Notwithstanding these limitations, the combined analysis of nearly 2000 patients from six studies represents a considerable increase in statistical power when compared with individual studies, as it provides a more comprehensive and robust evaluation of the predictive performance of LR and ML algorithms for predicting DCI after SAH. To advance the application of predictive models for DCI, various research directions should be explored. Firstly, it is imperative to standardize the time frame for prediction and the selection of variables across studies, ensuring comparability and reproducibility of findings. Additionally, the timing of DCI prediction should be reported, as this information can provide valuable insights into the temporal sensitivity of the included features.

The enhancement of statistical power and the broadening of the generalizability of developed models can be achieved through the augmentation of sample size in future studies. Moreover, the exploration of additional predictors and variables beyond the currently employed demographic, clinical, and radiographic characteristics has the potential to offer valuable insights into the underlying mechanisms and risk factors of DCI.

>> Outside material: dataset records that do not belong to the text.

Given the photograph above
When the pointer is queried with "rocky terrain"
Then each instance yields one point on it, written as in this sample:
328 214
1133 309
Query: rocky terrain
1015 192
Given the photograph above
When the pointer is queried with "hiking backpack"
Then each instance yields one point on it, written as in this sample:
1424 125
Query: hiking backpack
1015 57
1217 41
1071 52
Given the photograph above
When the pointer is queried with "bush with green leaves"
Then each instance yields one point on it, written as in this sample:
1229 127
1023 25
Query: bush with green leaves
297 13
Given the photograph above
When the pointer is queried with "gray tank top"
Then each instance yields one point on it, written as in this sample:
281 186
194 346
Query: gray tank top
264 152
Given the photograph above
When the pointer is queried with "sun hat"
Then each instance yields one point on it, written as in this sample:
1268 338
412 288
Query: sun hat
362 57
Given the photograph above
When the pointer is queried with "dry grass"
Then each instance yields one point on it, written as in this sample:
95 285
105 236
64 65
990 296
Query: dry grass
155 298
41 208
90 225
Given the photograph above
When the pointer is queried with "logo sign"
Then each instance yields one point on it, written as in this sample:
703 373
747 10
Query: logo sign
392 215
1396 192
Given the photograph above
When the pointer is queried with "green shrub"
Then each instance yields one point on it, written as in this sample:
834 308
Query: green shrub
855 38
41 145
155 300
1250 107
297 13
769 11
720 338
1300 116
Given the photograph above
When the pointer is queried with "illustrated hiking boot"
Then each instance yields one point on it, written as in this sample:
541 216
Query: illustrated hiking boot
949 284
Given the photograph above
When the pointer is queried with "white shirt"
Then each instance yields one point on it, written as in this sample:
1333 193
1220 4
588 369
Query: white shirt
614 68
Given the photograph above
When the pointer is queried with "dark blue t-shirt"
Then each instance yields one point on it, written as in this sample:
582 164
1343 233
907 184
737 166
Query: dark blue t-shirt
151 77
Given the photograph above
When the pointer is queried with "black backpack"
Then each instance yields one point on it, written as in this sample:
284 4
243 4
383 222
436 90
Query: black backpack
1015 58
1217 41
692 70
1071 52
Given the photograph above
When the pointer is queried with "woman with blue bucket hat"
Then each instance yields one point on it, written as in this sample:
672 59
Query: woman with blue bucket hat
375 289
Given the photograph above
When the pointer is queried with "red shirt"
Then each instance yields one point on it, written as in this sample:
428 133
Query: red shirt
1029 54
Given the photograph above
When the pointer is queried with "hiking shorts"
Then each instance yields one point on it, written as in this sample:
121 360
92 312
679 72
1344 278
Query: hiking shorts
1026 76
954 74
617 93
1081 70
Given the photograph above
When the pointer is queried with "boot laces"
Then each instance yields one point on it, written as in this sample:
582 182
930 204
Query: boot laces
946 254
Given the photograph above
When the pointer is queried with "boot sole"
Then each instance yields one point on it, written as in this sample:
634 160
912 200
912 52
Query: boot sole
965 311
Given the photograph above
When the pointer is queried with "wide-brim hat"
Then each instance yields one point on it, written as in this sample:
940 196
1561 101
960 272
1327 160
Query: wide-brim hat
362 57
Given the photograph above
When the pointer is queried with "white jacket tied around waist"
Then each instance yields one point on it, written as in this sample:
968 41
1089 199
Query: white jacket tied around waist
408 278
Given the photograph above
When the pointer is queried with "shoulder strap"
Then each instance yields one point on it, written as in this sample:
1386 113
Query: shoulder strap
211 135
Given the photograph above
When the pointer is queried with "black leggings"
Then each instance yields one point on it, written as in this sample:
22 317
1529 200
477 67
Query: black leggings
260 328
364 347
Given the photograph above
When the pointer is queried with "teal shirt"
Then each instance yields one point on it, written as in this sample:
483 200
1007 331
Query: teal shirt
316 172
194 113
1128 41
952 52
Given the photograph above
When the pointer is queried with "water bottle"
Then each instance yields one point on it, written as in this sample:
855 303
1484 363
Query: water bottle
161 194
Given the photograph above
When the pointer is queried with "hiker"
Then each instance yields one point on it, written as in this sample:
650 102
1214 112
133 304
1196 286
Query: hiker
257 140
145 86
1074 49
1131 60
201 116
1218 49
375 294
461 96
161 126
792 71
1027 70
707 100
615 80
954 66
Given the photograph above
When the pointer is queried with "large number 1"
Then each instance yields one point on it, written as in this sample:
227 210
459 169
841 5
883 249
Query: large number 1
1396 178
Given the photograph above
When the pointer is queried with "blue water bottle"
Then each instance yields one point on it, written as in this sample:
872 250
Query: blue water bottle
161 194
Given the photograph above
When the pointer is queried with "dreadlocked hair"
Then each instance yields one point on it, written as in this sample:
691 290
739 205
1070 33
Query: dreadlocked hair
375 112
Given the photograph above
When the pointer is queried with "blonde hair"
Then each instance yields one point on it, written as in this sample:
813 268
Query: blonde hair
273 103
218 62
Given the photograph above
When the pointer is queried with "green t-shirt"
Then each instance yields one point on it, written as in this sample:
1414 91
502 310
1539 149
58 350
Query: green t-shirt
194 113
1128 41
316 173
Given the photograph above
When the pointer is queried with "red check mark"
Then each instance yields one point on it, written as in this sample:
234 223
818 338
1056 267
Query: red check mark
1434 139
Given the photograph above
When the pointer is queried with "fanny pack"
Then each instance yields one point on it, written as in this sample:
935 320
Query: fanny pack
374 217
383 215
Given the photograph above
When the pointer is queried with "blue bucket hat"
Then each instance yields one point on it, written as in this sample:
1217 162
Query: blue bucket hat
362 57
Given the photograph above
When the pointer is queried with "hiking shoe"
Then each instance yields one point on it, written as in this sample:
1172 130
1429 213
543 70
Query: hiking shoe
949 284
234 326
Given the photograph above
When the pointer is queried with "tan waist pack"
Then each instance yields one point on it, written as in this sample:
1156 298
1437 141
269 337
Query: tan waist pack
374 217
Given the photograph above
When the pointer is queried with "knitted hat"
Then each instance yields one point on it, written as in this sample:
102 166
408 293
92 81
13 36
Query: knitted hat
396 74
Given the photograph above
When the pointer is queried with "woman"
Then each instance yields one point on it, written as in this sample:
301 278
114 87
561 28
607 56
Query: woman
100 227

Lastly, we highly recommend conducting clinical interventional trials following the Standard Protocol Items: Recommendations for Interventional Trials—Artificial Intelligence and Consolidated Standards of Reporting Trials—Artificial Intelligence guidelines to assess the effectiveness of ML-based decision support systems.

Conclusions

For patients with SAH, ML models performed slightly better than LR models. These findings imply that ML algorithms have the potential to surpass traditional statistical methods in this context. However, further research is required to explore the different techniques of ML and whether patients’ characteristics, data, and diagnostic criteria used for detection could affect their performance. Overall, this meta-analysis provides valuable insights into the use of artificial intelligence in medical research and highlights the potential benefits of these methods for improving patient outcomes.